Groups representing consumers said any waiver extension should be no longer than an additional year, “tied to transparent benchmarks, including updates,” and provide for “consumer input in development and finalization of the final test methodology.” The filing was endorsed by the Hearing Loss Association of America, Deaf Equality, the National Association of the Deaf, TDIforAccess and the Rehabilitation Engineering Research Center on Technology for the Deaf and Hard of Hearing.
CTIA “cites the need for regulatory clarity and certainty for industry,” the consumer groups said. “Consumers, too, need clarity and certainty, especially when selecting phones that are labeled as ‘hearing aid compatible.’” If a device carries HAC labeling, “it must reliably deliver on that promise,” they said. “It must serve both industry and the public equally.”

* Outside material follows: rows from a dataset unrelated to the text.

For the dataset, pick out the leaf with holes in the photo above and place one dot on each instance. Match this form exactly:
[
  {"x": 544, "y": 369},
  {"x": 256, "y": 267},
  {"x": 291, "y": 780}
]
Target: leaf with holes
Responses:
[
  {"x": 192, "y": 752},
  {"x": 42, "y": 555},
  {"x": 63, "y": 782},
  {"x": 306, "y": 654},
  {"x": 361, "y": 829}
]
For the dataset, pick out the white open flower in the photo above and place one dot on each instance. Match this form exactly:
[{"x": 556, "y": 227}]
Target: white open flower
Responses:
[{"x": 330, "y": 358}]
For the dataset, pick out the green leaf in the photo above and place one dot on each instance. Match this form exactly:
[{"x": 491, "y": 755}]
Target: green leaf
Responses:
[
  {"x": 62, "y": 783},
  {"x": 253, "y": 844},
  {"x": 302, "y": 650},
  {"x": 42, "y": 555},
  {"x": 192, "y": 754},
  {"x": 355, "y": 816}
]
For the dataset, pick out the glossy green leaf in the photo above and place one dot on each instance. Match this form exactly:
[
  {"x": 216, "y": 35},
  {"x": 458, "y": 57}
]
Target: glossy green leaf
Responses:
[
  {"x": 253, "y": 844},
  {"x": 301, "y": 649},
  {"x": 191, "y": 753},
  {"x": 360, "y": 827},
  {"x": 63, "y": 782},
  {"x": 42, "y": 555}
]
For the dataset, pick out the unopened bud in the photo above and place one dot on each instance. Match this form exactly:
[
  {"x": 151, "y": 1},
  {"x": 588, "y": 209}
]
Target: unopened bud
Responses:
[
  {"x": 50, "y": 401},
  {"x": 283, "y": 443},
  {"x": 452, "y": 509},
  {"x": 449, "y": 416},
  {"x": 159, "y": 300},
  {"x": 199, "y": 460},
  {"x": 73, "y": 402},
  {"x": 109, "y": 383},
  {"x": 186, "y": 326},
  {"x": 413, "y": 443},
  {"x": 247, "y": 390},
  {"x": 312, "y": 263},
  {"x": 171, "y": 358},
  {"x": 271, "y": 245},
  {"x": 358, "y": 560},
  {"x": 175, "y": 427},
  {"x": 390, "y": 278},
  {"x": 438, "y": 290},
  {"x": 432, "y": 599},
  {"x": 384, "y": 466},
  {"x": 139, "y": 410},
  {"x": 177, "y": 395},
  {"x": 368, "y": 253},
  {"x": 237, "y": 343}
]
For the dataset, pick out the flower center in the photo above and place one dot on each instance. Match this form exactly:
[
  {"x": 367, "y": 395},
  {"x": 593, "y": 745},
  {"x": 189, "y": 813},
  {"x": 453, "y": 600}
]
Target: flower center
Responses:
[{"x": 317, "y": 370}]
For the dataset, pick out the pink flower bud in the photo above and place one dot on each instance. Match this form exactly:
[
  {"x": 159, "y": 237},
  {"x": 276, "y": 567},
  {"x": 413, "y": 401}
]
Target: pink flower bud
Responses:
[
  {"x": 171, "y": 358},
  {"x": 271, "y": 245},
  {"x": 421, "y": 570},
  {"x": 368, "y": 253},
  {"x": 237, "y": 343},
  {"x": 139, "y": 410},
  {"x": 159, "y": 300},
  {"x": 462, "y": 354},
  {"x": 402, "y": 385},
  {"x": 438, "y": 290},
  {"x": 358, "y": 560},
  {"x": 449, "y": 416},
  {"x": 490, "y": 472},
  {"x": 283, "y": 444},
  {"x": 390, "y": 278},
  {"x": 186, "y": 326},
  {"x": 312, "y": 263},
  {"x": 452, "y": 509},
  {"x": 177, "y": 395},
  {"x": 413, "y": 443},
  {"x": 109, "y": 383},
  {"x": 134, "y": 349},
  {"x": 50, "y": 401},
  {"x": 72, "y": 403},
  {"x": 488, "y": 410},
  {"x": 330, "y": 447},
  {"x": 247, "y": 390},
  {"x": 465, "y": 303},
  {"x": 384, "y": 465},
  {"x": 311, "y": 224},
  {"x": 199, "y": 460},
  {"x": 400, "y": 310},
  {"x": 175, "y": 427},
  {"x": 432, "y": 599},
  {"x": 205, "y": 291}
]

The Consumer Technology Association said the current waiver is based on a “consensus solution” to problems with the 2019 ANSI standard volume control methodology. The HAC Task Force “identified that the volume control testing methodology, as incorporated by the Commission into the rules, represented a flawed testing framework that previously had not been tested in the real world because testing equipment was not yet available when the standard was adopted,” CTA said. “Importantly, the [task force] also developed an interim volume testing solution to ensure that wireless handsets could be tested to demonstrate compliance with the main components of the 2019 ANSI Standard: RF immunity, inductive coupling, and volume control.”
Consumers, including those who use hearing aids or cochlear implants, “enjoy and rely upon the capabilities provided by a steady stream of ever-more-innovative devices,” NCTA said. “Extension of the waiver period will ensure that these needs are met and that individuals with hearing loss continue to receive the highest quality offerings while stakeholders and the Commission work to implement and codify a new volume testing standard.”
Samsung Electronics also called on the FCC to extend the waiver, which “ensures that Samsung, and those that offer our wireless handsets, are supplying wireless handsets that provide all of the benefits of the 2019 ANSI Standard, including increased RF immunity, better telecoil coupling, and, for the first time, objectively tested volume control.”